Tolerance Type		L1	L2	L3	L4	P1	L10	M1	L11	L12	L13	L14
Machining tolerance	Radius (fringe)	4	4	4	4	3	4	3	4	4	4	4
	Thickness (mm)	0.02	0.02	0.02	0.02	-	0.025	-	0.025	0.025	0.025	0.025
	Decenter X/Y (mm)	0.015	0.015	0.015	0.015	-	0.02	-	0.02	0.02	0.02	0.02
	Tilt X/Y (′)	1	1	1	1	-	1	-	1	1	1	1
	Surface irregularity (λ)	1/30	1/30	1/30	1/30	1/35	1/30	1/35	1/30	1/30	1/30	1/30
Assembly tolerance	Decenter X/Y (mm)	0.015	0.015	0.015	0.015	0.015	0.02	0.015	0.02	0.02	0.02	0.02
	Tilt X/Y (′)	1	1	1	1	1	1	1	1	1	1	1
Materials tolerance	Index	0.0005	0.0005	0.0005	0.0005	-	0.0005	-	0.0005	0.0005	0.0005	0.0005
	Abbe (%)	0.3	0.3	0.3	0.3	-	0.3	-	0.3	0.3	0.3	0.3

and

Table 4. The tolerance allocations for the far-infrared band.

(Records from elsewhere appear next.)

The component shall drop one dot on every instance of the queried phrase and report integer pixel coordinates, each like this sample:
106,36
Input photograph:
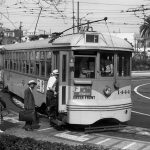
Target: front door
63,81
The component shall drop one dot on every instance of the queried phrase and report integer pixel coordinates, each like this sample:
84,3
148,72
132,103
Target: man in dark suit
29,102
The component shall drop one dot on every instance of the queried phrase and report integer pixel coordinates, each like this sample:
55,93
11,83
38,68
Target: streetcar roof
29,45
105,41
76,41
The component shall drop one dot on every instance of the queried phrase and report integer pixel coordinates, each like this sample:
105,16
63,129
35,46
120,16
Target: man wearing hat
52,89
29,102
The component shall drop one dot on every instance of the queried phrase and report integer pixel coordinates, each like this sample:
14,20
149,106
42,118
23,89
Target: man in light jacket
29,102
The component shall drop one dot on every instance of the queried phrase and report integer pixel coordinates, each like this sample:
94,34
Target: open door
63,81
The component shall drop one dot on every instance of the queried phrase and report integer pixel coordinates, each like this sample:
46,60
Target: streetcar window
24,67
64,68
20,66
107,64
27,67
48,68
15,65
42,55
48,63
37,55
10,64
6,64
123,68
84,67
42,68
32,68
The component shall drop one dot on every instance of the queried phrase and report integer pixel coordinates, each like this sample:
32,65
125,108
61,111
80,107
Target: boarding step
103,128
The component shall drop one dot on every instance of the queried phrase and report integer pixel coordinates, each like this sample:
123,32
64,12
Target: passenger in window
52,94
102,67
83,73
109,67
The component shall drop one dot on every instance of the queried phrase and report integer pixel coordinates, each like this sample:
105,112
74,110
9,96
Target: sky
47,16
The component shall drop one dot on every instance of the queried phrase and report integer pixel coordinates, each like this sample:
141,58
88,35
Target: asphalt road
135,136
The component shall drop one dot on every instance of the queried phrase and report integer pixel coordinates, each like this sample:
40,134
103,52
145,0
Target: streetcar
94,75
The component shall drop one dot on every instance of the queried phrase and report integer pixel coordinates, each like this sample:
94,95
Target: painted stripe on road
45,129
130,145
136,112
136,88
103,141
66,135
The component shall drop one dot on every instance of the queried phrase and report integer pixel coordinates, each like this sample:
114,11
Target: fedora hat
32,82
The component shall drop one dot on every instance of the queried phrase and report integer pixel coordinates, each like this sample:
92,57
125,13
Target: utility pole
73,14
20,32
78,20
37,21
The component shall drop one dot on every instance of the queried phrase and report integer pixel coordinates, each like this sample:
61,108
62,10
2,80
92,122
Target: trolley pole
78,20
1,116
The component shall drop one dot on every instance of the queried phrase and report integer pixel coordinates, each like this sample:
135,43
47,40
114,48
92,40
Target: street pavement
128,138
11,125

Tolerance Type		L1	L2	L3	L4	P1	L5	L6	L7	L8	L9
Machining tolerance	Radius (fringe)	4	4	4	4	3	4	4	4	4	3
	Thickness (mm)	0.02	0.02	0.02	0.02	0.025	0.025	0.025	0.025	0.025	0.02
	Decenter X/Y (mm)	0.015	0.015	0.015	0.015	0.02	0.02	0.02	0.02	0.02	0.015
	Tilt X/Y (′)	1	1	1	1	0.5	1	1	1	1	0.5
	Surface irregularity (λ)	1/30	1/30	1/30	1/30	1/35	1/30	1/35	1/30	1/30	1/30
Assembly tolerance	Decenter X/Y (mm)	0.015	0.015	0.015	0.015	0.015	0.02	0.02	0.02	0.02	0.015
	Tilt X/Y (′)	1	1	1	1	1	1	1	1	1	0.5
Materials tolerance	Index	0.0005	0.0005	0.0005	0.0005	0.0005	0.0005	0.0005	0.0005	0.0005	0.0005
	Abbe (%)	0.3	0.3	0.3	0.3	0.3	0.3	0.3	0.3	0.3	0.3

, respectively. It can be observed that the results of the tolerance allocations are not particularly stringent. Although the tolerance requirements for freeform lens are more rigorous than those for other optical components, it is still possible to achieve satisfactory outcomes by relying on conventional accuracy.

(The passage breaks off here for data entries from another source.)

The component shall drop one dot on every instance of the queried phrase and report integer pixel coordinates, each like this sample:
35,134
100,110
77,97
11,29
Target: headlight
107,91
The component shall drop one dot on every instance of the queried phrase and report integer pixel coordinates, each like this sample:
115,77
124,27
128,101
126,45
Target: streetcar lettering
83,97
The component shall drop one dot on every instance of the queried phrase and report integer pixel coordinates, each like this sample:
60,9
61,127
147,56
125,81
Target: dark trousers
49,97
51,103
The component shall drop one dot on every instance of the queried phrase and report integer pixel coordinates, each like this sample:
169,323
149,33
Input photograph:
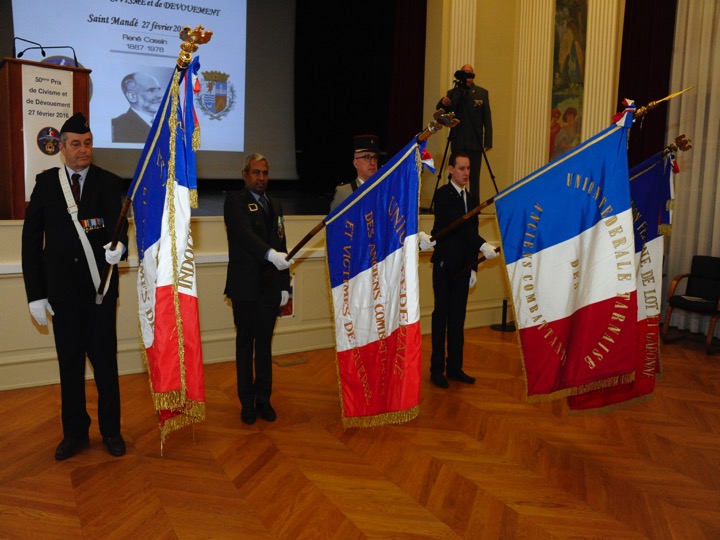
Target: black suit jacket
472,107
129,127
53,260
251,233
459,249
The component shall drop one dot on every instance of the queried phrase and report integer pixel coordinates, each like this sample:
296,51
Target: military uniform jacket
53,260
472,107
251,233
459,249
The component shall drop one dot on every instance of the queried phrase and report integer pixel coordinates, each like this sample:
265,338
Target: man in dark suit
65,244
471,105
258,283
454,272
144,94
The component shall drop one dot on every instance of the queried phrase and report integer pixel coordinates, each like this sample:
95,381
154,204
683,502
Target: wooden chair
702,295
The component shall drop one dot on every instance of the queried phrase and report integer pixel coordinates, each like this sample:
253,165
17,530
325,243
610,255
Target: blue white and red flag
651,192
164,183
567,235
372,254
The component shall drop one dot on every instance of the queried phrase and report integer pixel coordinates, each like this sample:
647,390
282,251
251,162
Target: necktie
75,187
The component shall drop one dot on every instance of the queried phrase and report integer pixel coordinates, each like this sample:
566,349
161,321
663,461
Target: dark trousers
448,319
255,324
85,329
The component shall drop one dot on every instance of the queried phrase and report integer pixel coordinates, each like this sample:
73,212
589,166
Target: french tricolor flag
568,238
168,314
372,254
651,192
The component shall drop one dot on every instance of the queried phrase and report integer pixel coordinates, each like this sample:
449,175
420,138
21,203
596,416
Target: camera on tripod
462,76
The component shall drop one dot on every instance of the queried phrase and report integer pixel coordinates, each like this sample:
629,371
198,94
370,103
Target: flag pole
191,39
642,111
440,119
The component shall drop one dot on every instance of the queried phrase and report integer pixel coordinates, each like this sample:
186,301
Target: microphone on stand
43,49
27,41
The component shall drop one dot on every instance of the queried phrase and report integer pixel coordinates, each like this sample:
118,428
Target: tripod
460,87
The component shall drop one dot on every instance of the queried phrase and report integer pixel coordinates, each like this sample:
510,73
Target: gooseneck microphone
43,49
38,46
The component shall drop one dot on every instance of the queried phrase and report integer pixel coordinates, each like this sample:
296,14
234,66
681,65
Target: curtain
696,217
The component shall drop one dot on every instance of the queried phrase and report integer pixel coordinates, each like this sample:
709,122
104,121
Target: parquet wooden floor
479,462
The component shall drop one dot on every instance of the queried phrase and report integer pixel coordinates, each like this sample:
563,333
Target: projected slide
131,47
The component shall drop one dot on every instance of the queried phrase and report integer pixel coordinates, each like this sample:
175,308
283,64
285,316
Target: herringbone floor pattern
479,462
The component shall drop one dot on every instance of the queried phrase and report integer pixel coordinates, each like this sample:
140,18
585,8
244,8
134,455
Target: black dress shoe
115,444
266,411
438,379
69,446
461,376
247,415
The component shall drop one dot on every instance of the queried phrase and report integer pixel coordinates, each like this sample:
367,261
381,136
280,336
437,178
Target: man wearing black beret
66,241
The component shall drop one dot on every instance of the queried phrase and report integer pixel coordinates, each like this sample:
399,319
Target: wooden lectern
12,145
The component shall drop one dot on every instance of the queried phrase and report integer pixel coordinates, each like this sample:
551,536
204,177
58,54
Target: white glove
473,279
425,242
38,309
488,250
278,259
113,256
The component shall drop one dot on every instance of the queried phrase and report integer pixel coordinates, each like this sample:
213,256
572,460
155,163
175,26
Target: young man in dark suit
258,283
454,272
69,223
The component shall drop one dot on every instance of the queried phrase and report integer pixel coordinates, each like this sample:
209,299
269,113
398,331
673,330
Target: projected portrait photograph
143,91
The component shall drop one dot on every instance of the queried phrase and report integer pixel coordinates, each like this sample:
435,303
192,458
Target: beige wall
27,351
494,62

Five hundred Monte Carlo sensitivity analyses are conducted for the mid-infrared and the far-infrared band, respectively. The results of the tolerance analysis concerning the RMS spot radius (average value across the full FOVs) are presented in

Table 5. RMS spot radius tolerance analysis.

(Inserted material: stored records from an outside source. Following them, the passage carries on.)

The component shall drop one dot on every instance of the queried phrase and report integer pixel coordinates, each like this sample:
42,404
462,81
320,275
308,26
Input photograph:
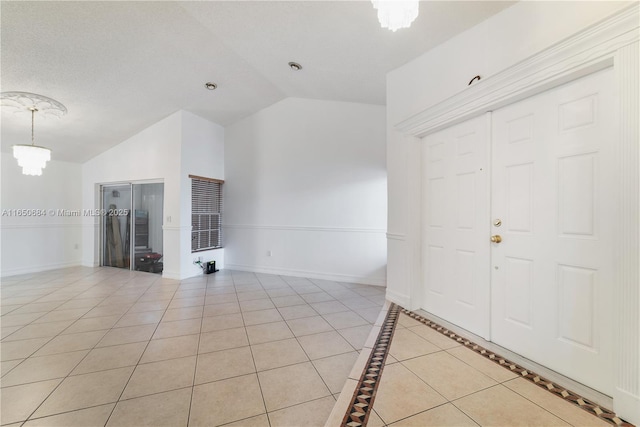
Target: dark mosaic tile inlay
362,400
574,398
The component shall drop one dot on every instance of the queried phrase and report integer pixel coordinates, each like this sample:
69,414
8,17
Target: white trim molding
40,225
613,42
304,228
396,236
590,50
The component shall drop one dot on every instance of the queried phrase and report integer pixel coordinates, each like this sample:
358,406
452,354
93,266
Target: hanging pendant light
396,14
32,158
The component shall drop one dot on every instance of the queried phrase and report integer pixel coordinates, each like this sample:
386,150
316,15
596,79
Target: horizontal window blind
206,214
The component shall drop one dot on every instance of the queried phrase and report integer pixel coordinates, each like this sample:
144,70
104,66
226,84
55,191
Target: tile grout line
195,368
364,395
29,418
565,394
253,359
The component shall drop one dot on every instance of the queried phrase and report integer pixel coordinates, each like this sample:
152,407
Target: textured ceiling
119,67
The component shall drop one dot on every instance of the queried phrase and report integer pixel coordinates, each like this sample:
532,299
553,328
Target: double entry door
519,210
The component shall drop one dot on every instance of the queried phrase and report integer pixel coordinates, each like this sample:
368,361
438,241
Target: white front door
456,225
553,190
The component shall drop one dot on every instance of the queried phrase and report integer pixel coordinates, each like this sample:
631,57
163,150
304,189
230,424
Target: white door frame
613,42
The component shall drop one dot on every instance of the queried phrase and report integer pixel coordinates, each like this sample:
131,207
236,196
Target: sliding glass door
132,226
116,228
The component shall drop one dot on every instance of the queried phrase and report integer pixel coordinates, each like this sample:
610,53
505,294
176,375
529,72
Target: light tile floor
109,347
431,380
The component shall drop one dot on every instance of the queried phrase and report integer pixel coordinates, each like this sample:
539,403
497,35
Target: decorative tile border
362,401
574,398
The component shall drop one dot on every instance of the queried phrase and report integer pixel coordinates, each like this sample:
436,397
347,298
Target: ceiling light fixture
396,14
32,158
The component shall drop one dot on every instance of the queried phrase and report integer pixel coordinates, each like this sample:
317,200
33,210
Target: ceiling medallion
32,158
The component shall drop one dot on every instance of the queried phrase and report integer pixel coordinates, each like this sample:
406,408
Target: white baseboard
375,281
626,406
400,299
37,268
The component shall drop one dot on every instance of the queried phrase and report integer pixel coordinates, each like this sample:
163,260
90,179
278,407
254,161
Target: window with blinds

Probability	RMS Spot Radius (μm)
	Mid-Infrared Band	Far-Infrared Band
90%	6.912	20.045
80%	5.836	18.434
50%	4.195	15.193
20%	3.373	12.679
10%	3.071	11.963

. The probability that the average diameter of the energy dispersion spot in the mid-infrared band is less than 13.824 μm across the full FOVs exceeds 90%. Similarly, for the long-wave infrared band, there is also a greater than 90% probability that the average diameter of the energy dispersion spot remains below 40.09 μm within the full FOVs. Notably, both cases do not exceed 2 × 2 pixels, thereby fulfilling conventional detection requirements. Consequently, after adding a freeform lens, the optical system still has good tolerance characteristics and can be realized in engineering.

4. Conclusions

In conclusion, a freeform lens can effectively correct asymmetric wavefront distortion in common aperture optical systems. The data points for the freeform surface are computed point by point through ray tracing, enabling the derivation of initial surface shape of the freeform lens via data fitting for subsequent optimization. This work presents a wavefront correction method that employs a freeform lens within an infrared dual-band composite detection system, which incorporates an inclined plate positioned after the front objective optics. The initial light path is established, and the initial parameters of the freeform lens—expressed as 8th-order XY polynomials—are obtained through ray tracing and least-squares fitting. Subsequently, this initial structure is imported into ZEMAX software for further optimization. Following the integration of a freeform lens into the transmission light path, both reflection in the mid-infrared band and transmission in the far-infrared band exhibited favorable detection performance. The integration of freeform optical elements has the potential to significantly diminish wavefront aberrations in common aperture optical systems featuring a large FOV. Consequently, the optical performance can approach the diffraction limit. Furthermore, asymmetric aberrations can also be effectively mitigated. The results of the tolerance analysis indicate that the optical system exhibits favorable tolerance characteristics following the incorporation of the freeform lens, and this can be effectively implemented in engineering practices. These findings highlight that freeform lenses are exceptionally effective tools for correcting asymmetric aberrations in a variety of optical systems.